I'm currently attempting to connect some form of output from a CUDA program to a GL_TEXTURE_2D
for use in rendering. I'm not that worried about the output type from CUDA (whether it'd be an array or surface, I can adapt the program to that).
So the question is, how would I do that? (my current code copies the output array to system memory, and uploads it to the GPU again with GL.TexImage2D
, which is obviously highly inefficient - when I disable those two pieces of code, it goes from approximately 300 kernel executions per second to a whopping 400)
I already have a little bit of test code, to at least bind a GL texture to CUDA, but I'm not even able to get the device pointer from it...

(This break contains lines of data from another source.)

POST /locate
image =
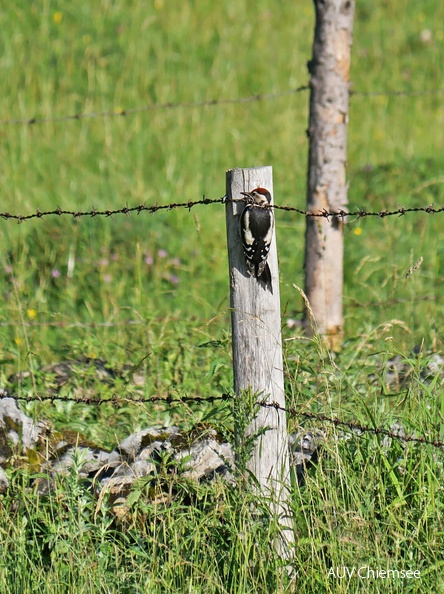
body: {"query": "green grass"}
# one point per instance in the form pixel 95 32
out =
pixel 363 502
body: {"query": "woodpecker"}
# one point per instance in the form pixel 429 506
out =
pixel 256 225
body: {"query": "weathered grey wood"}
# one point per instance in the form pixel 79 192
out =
pixel 257 349
pixel 326 186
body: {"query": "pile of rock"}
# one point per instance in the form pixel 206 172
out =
pixel 198 455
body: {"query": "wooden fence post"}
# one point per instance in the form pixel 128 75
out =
pixel 257 354
pixel 326 187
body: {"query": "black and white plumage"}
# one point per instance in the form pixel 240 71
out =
pixel 257 223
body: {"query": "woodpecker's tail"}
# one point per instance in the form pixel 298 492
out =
pixel 265 278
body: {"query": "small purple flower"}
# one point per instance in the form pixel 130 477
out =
pixel 174 279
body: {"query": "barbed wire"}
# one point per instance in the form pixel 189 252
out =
pixel 357 428
pixel 154 107
pixel 358 213
pixel 120 112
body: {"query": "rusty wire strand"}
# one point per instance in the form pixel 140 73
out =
pixel 119 113
pixel 359 213
pixel 355 427
pixel 154 107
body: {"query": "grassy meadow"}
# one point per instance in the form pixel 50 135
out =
pixel 151 291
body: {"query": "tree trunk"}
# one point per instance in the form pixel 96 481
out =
pixel 326 185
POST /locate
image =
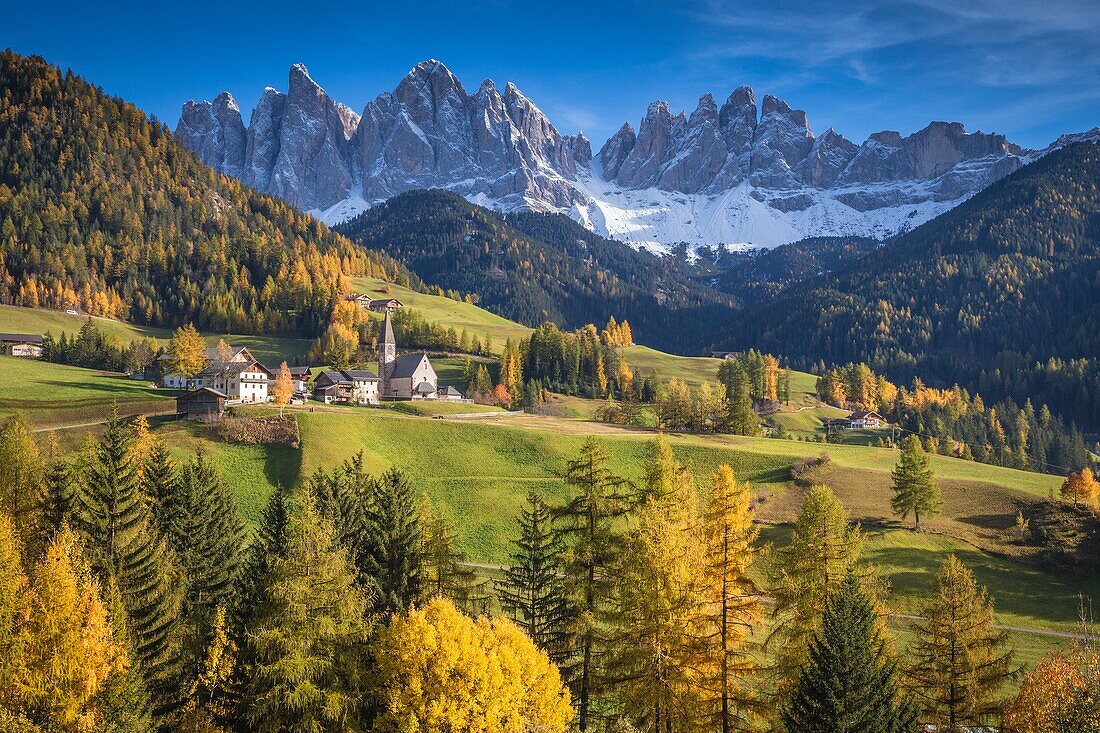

ctx = CudaContext.CreateOpenGLContext(CudaContext.GetMaxGflopsDeviceId(), CUCtxFlags.SchedAuto);
uint textureID = (uint)GL.GenTexture(); //create a texture in GL
GL.TexParameter(TextureTarget.Texture2D, TextureParameterName.TextureMinFilter, (int)TextureMinFilter.Linear);
GL.TexParameter(TextureTarget.Texture2D, TextureParameterName.TextureMagFilter, (int)TextureMagFilter.Linear);
GL.TexImage2D(TextureTarget.Texture2D, 0, PixelInternalFormat.Rgba, width, height, 0, OpenTK.Graphics.OpenGL.PixelFormat.Rgba, PixelType.UnsignedByte, null); //allocate memory for the texture in GL
CudaOpenGLImageInteropResource resultImage = new CudaOpenGLImageInteropResource(textureID, CUGraphicsRegisterFlags.WriteDiscard, CudaOpenGLImageInteropResource.OpenGLImageTarget.GL_TEXTURE_2D, CUGraphicsMapResourceFlags.WriteDiscard); //using writediscard because the CUDA kernel will only write to this texture
//then, as far as I understood the ManagedCuda example, I have to do the following when I call my kernel
//(done without a CudaGraphicsInteropResourceCollection because I only have one item)
resultImage.Map();
var ptr = resultImage.GetMappedPointer(); //this crashes
kernelSample.Run(ptr); //pass the pointer to the kernel so it knows where to write
resultImage.UnMap();
The following exception is thrown when attempting to get the pointer:
ErrorNotMappedAsPointer: This indicates that a mapped resource is not available for access as a pointer.
What do I need to do to fix this?
And even if this exception can be resolved, how would I solve the other part of my question; that is, how do I work with the acquired pointer in my kernel? Can I use a surface for that? Access it as an arbitrary array (pointer arithmetic)?
Edit: Looking at this example, apparently I don't even need to map the resource every time I call the kernel, and call the render function. But how would this translate to ManangedCUDA?